分类专栏：机器学习实战 project 文章标签：推荐系统协同过滤

本文链接：https://blog.csdn.net/qq_38016957/article/details/93323453

版权

project 同时被 2 个专栏收录

10 篇文章 0 订阅

订阅专栏

机器学习实战

7 篇文章 0 订阅

订阅专栏

推荐系统

音乐数据处理
基于商品相似性的推荐
基于SVD矩阵分解的推荐

1、数据概况：

在数据中有用户，歌曲，播放量，以下为数据记录总量
shape：(48373586, 3)
memory usage: 1.1+ GB

2、数据处理：

（1）对每一个用户，分别统计播放总量

key：用户
value：播放量
查询该用户是否在字典中，若在则更新value，否则新用户加入字典

数据中会存在很多惰性用户，行为量很少，可能会对拉低结果的平均效果，所以需要对播放量排序，筛选

output_dict = {}
with open(data_home+'train_triplets.txt') as f:
    for line_number, line in enumerate(f):
        user = line.split('\t')[0]
        play_count = int(line.split('\t')[2])
        if user in output_dict:
            play_count +=output_dict[user]
            output_dict.update({user:play_count})
        output_dict.update({user:play_count})
output_list = [{'user':k,'play_count':v} for k,v in output_dict.items()]
play_count_df = pd.DataFrame(output_list)
play_count_df = play_count_df.sort_values(by = 'play_count', ascending = False)

（2）对于每一首歌，分别统计播放总量

分别统计它的播放总量，与上面相同的做法

（3）滤去惰性用户、音乐

用户：按大小排好序，取一部分用户的作为我们的实验数据
依据：前n个用户播放量总和 / 音乐全部的播放量总和 = 前n个用户行为占全部用户行为的百分比
取个百分比的阈值即可滤去惰性用户

total_play_count = sum(song_count_df.play_count)
print ((float(play_count_df.head(n=100000).play_count.sum())/total_play_count)*100)
play_count_subset = play_count_df.head(n=100000)

取数据：取10W个用户，3W首歌

user_subset = list(play_count_subset.user)
song_subset = list(song_count_subset.song)

对原文件过滤：

triplet_dataset = pd.read_csv(filepath_or_buffer=data_home+'train_triplets.txt',sep='\t', 
                              header=None, names=['user','song','play_count'])
triplet_dataset_sub = triplet_dataset[triplet_dataset.user.isin(user_subset) ]
del(triplet_dataset)
triplet_dataset_sub_song = triplet_dataset_sub[triplet_dataset_sub.song.isin(song_subset)]
del(triplet_dataset_sub)

（3）加入音乐详细信息

音乐详细信息存在数据库中，首先连接数据库，将正常用户的信息提取出来，并转成csv文件。
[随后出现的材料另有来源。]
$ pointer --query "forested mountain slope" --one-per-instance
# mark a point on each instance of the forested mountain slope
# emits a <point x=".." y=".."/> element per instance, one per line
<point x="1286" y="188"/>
conn = sqlite3.connect(data_home+'track_metadata.db')
cur = conn.cursor()
cur.execute("SELECT name FROM sqlite_master WHERE type='table'")
cur.fetchall()

track_metadata_df = pd.read_sql(con=conn, sql='select * from songs')
track_metadata_df_sub = track_metadata_df[track_metadata_df.song_id.isin(song_subset)]

得到详细信息之后，将详细信息表和用户表通过歌名merge，并清除无用信息，得到最终数据。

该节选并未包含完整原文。